4.2.-  Que mediante Circular  Nº. 14 (noviembre 18 de 2014), el Fiscal  General de la Nación ordenó a los Directores Nacionales  y Seccionales de ese organismo que informaran los nombres de los  empleados y funcionarios que no estaban laborando «y,  de ser el caso», procedieran  a efectuar  «la correspondiente deducción salarial»,  lo que fue reiterado por el Director Nacional de Apoyo a la Gestión  en memorandos 41 y 44 del 20 de ese mes y 2 de diciembre siguiente  (folio 59).  

4.3.- Que la  Directora Seccional de la Fiscalía de Boyacá expidió  un listado de ciento setenta personas que se encontraban en esa  situación, entre ellos, Vargas Cuevas, a quien no le canceló  salario ese mes (folios 67 a 69).  

4.4.- Que el  accionante no acreditó haber reclamado a la querellada dicho  pago o demandado los actos mencionados ante la jurisdicción de  lo contencioso administrativo (cuaderno de tutela).  

4.5.- Que  con la admisión del presente libelo el Tribunal ordenó  como medida provisional el pago correspondiente a noviembre  (diciembre 4 pasado), folios 21 y 22.  

4.6.-  Que al quejoso le fueron cancelados los meses de diciembre de 2014 y  enero de 2015 ante el levantamiento del paro judicial (folios 3 a 6).  

5.- Se ratificará la  negativa del amparo, pero por los motivos que pasan a mencionarse:  

5.1.- Delanteramente se  descarta la configuración de un hecho superado, como lo  interpretó el Tribunal, ya que el pago del mes de noviembre se  produjo en acatamiento de la medida provisional dispuesta por esa  Corporación y no por voluntad propia de la Fiscalía, al  punto que fue esta última la que atacó el fallo.  

Sobre la aludida figura la  Corte ha dicho  

(…)  El  ‘hecho superado o la carencia de objeto’ (…), se  presenta: ‘si la omisión por la cual la persona se queja  no existe, o ya ha sido superada, en el sentido que la pretensión  erigida en defensa del derecho conculcado está siendo  satisfecha o lo ha sido totalmente, pues la tutela pierde su eficacia  y razón de ser, por lo que la posible orden que llegase a  impartir el juez del amparo carecería de sentido’  (sentencia de 13 de marzo de 2009, exp. 2009-00147-01)”  (sentencia  del 12 de septiembre de 2011, exp. 2011-00081-01). (CSJ  STC, 12 mar. 2012, rad. 2012-00274-01, reiterada el 22 de mayo de  2014, STC6486).  
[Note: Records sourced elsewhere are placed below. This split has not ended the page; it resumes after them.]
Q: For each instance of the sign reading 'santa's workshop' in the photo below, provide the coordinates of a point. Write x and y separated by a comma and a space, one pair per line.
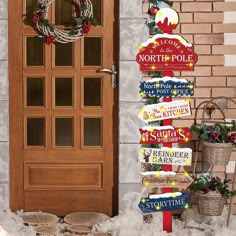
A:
165, 52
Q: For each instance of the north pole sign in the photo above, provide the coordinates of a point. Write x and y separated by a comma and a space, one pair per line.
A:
172, 201
166, 52
166, 87
165, 110
165, 155
160, 179
164, 134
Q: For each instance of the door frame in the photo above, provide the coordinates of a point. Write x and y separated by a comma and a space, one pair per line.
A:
16, 168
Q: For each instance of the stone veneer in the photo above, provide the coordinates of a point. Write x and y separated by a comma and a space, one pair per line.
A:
213, 77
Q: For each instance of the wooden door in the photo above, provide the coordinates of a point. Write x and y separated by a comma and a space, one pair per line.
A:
63, 114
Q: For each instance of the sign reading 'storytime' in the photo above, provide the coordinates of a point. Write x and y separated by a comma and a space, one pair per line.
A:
166, 179
165, 52
165, 110
166, 87
164, 202
165, 155
164, 134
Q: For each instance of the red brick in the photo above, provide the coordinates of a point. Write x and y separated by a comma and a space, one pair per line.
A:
209, 39
223, 49
195, 28
202, 49
220, 70
210, 81
224, 6
231, 81
210, 60
196, 7
185, 17
198, 71
209, 17
202, 92
224, 28
229, 92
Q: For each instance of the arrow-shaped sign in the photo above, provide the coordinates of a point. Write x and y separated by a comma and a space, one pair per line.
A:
166, 87
164, 134
165, 110
164, 202
165, 179
165, 155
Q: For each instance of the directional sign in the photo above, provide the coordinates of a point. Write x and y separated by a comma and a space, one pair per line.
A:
172, 201
170, 180
166, 87
165, 52
165, 155
165, 110
164, 134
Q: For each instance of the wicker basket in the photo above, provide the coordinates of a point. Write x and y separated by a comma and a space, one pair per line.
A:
216, 153
211, 204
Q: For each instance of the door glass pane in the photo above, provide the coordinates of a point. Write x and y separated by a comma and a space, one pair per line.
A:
92, 51
92, 92
92, 132
35, 92
97, 10
64, 131
63, 12
34, 51
63, 92
63, 54
30, 7
35, 132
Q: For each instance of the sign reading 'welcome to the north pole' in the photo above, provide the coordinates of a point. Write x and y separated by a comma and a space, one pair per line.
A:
165, 110
166, 52
164, 134
166, 87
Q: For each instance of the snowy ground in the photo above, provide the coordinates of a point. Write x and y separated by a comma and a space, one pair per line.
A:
130, 223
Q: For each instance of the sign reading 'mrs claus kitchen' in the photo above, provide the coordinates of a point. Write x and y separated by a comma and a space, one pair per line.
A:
165, 52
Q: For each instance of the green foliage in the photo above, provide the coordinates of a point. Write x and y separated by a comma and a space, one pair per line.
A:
205, 184
155, 2
217, 133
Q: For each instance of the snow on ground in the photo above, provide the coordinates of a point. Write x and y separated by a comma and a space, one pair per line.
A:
130, 223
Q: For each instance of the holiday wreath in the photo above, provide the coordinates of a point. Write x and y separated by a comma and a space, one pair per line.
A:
81, 25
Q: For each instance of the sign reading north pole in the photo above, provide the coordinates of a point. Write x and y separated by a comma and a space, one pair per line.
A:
164, 134
166, 52
166, 87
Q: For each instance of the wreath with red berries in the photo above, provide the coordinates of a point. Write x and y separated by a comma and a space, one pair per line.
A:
51, 34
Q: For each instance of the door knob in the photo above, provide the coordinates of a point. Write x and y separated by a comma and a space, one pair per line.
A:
112, 72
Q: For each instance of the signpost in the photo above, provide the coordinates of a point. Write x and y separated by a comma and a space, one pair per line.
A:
167, 202
164, 134
165, 53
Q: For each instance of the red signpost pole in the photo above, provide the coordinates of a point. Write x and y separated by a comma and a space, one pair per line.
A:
167, 215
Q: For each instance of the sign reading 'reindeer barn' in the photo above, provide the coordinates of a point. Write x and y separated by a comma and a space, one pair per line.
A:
166, 52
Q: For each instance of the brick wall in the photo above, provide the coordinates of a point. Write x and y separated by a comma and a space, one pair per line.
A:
211, 27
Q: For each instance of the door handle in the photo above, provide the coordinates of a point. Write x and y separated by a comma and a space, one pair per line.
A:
112, 72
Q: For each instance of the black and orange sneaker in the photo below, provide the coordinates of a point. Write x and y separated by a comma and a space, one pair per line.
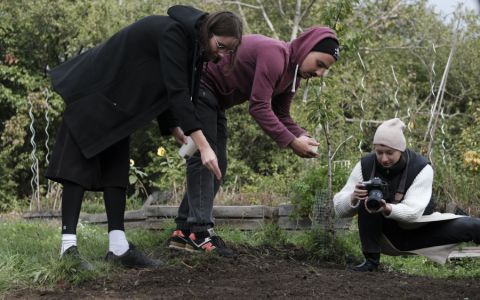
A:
178, 240
208, 241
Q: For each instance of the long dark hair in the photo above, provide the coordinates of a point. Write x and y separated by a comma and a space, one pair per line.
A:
222, 23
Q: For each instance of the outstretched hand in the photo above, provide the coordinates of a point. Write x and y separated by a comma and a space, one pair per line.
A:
209, 159
180, 137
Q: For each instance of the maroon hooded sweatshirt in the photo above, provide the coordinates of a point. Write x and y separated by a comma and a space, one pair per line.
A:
264, 74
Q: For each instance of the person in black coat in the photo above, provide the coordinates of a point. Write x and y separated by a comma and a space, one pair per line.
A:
147, 70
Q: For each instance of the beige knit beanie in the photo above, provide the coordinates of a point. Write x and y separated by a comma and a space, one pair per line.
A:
390, 133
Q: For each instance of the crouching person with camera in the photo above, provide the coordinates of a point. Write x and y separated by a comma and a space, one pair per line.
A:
391, 191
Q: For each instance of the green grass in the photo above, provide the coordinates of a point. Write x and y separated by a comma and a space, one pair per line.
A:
29, 252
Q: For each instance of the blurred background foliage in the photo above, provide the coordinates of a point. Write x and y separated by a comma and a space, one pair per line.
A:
393, 57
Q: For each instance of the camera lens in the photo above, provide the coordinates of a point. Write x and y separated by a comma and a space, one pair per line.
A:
374, 201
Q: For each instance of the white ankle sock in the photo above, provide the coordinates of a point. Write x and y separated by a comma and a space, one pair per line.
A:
68, 240
117, 242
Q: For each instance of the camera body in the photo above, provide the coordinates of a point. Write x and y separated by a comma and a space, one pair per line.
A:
376, 188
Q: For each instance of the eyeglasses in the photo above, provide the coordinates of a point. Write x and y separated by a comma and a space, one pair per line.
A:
221, 47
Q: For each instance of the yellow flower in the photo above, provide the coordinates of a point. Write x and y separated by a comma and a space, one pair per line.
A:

Así, la desaparición  de la causa que motivó el amparo se derivó del  cumplimiento de la orden impartida por el juez constitucional  conforme al artículo  7º del Decreto 2591 de 1991 que dispone  

Desde  la presentación de la solicitud, cuando el juez expresamente  lo considere necesario y urgente para proteger el derecho, suspenderá  la aplicación del acto concreto que lo amenace o vulnere…  Sin embargo, a petición de parte o de oficio, se podrá  disponer la ejecución o la continuidad de la ejecución,  para evitar perjuicios ciertos e inminentes al interés  público. En todo caso el juez podrá ordenar lo que  considere procedente para proteger los derechos y no hacer ilusorio  el efecto de un eventual fallo a favor del solicitante… La  suspensión de la aplicación se notificará  inmediatamente a aquél contra quien se hubiere hecho la  solicitud por el medio más expedito posible… El juez  también podrá, de oficio o a petición de parte,  dictar cualquier medida de conservación o seguridad encaminada  a proteger el derecho o a evitar que se produzcan otros daños  como consecuencia de los hechos realizados, todo de conformidad con  las circunstancias del caso.  

De tal manera, es claro que el  pago del mes de noviembre se realizó conforme a la anterior  disposición y por ello, al persistir la inconformidad por  dicho proceder, se analizarán los argumentos planteados en la  alzada.  

5.2.- El petente no demostró  que haya pedido a la Fiscalía que le pagara su salario del mes  referido o informado las dificultades económicas que aduce,  por lo que no puede atribuírsele a tal institución un  proceder abusivo o negligente cuando ésta no ha tenido la  oportunidad de pronunciarse sobre el tema.  

Sobre el punto, la Sala sostuvo  que:  

(…) para  confirmar la sentencia impugnada, basta afirmar que la protección  reclamada no puede salir exitosa porque, en las copias allegadas con  esta acción no se encuentra ninguna prueba distinta de la  afirmación de la demandante que indique a la Sala que la  petente haya elevado ante el accionado petición en el sentido  pretendido y que ahora alega por esta vía subsidiaria, que  permita endilgar a la entidad demandada una acción u omisión  vulneratoria de los derechos que reclama… Expone la  peticionaria unos hechos huérfanos de toda prueba, sobre los  que no se concede el amparo…, es decir, la interesada accionó  en tutela, sin haber hecho ninguna gestión ante la entidad  demandada y ciertamente que la falta de petición directa ante  ésta no le ha permitido pronunciarse concretamente sobre el  asunto por cuya defensa se propende… (CSJ.  sentencia de 13 de feb. de 2013, exp. 00193-01, reiterada el 5 de  febrero de 2014 STC955).  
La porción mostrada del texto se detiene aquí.